Writing With DID

Blogs may include sensitive or triggering content. Reader discretion is advised.

As a kid, our system was given absolutely terrible writing advice. Namely, “Waiting for ‘inspiration’ means that you aren’t serious about your work. Inspiration comes AS you write.” and “If you need to create the perfect environment to be able to work on your novel, you are just procrastinating.”

Which is all very well and good for a singlet. But it’s impossible advice to follow if you need to switch the writer into front. Or if, as in our system, your headmates are a troupe of actors and need to be pulled to front to ‘play’ different characters.

Maybe we misinterpreted the definition of “inspiration” when we were young. But, to our system growing up, “I feel inspiration” meant “Thank god X is finally fronting; we need to write while they are around.” And “waiting for the right conditions” meant listening to music that triggered specific, needed alters to front, and waiting for that emotional connection to whichever character led a particular scene.

Even the alters not aware of our DID followed these rules. They didn’t know why we couldn’t “be” the characters unless conditions were right. They didn’t know why we wrote like crap without that feeling of “being” the characters. But it was proven so many times that our writing couldn’t stand up without “respecting the free will of the characters in the novel” that they learned to follow the rules anyway.

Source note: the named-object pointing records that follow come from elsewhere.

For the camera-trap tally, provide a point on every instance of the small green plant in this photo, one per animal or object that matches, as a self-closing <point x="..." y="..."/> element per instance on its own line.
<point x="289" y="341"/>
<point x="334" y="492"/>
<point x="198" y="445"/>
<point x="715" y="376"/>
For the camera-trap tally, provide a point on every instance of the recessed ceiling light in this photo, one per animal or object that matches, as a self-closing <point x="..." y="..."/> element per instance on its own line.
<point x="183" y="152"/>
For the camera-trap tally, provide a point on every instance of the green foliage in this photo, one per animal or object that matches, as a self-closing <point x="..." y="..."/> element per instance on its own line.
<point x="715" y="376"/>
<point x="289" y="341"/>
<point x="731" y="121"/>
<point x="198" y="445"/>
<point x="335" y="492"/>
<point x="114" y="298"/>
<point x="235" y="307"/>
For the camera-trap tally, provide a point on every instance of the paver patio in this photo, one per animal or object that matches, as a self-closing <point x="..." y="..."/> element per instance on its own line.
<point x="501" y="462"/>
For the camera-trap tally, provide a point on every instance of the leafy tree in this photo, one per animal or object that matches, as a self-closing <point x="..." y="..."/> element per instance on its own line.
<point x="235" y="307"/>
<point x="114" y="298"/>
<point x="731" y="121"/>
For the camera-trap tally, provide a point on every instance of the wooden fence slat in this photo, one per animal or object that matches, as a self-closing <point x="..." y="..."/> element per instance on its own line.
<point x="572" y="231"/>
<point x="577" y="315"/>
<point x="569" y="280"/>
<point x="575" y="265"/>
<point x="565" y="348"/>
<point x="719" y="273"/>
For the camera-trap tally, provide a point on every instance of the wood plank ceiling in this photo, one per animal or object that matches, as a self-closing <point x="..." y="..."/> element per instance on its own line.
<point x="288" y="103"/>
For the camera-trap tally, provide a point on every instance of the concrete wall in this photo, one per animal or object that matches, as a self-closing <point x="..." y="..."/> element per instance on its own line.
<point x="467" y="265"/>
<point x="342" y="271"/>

Under times of perfectionism and stress, we tended to forget why these rules mattered. We would force ourselves to write a different alter’s part of the story. And then we would inevitably get “writer’s block” until we went back and deleted the offending portion of the book.

Not many of our hosts understood what was going on. A lot of them thought that a diety was helping  write. Or that “the story” itself was a mysterious force that came alive on its own and spoke to our heart in colors.

I think this is part of the reason why it was easy, even for those alters, to believe that we had DID. Once our spouse (then friend) explained that those feelings, for them, were other people in their head…well, that made way more sense than any explanation we had tried to come up with.

You would think, wouldn’t you, that becoming self-aware as an entire system would have aided our ability to write. You would think that we would have these rules written down as instructions above our typewriter, and that everybody in our system would follow them even more religiously now that they understood why they worked.

Call me dumb, but I only just realized this morning that this is why we have had so much trouble writing lately. We stopped following the rules.

Sometimes one’s subconscious understands these things better than your own, over-planning brain. 

Now if you’ll excuse me, I’m going to get ready so I can see what a difference re-instating these rules will make.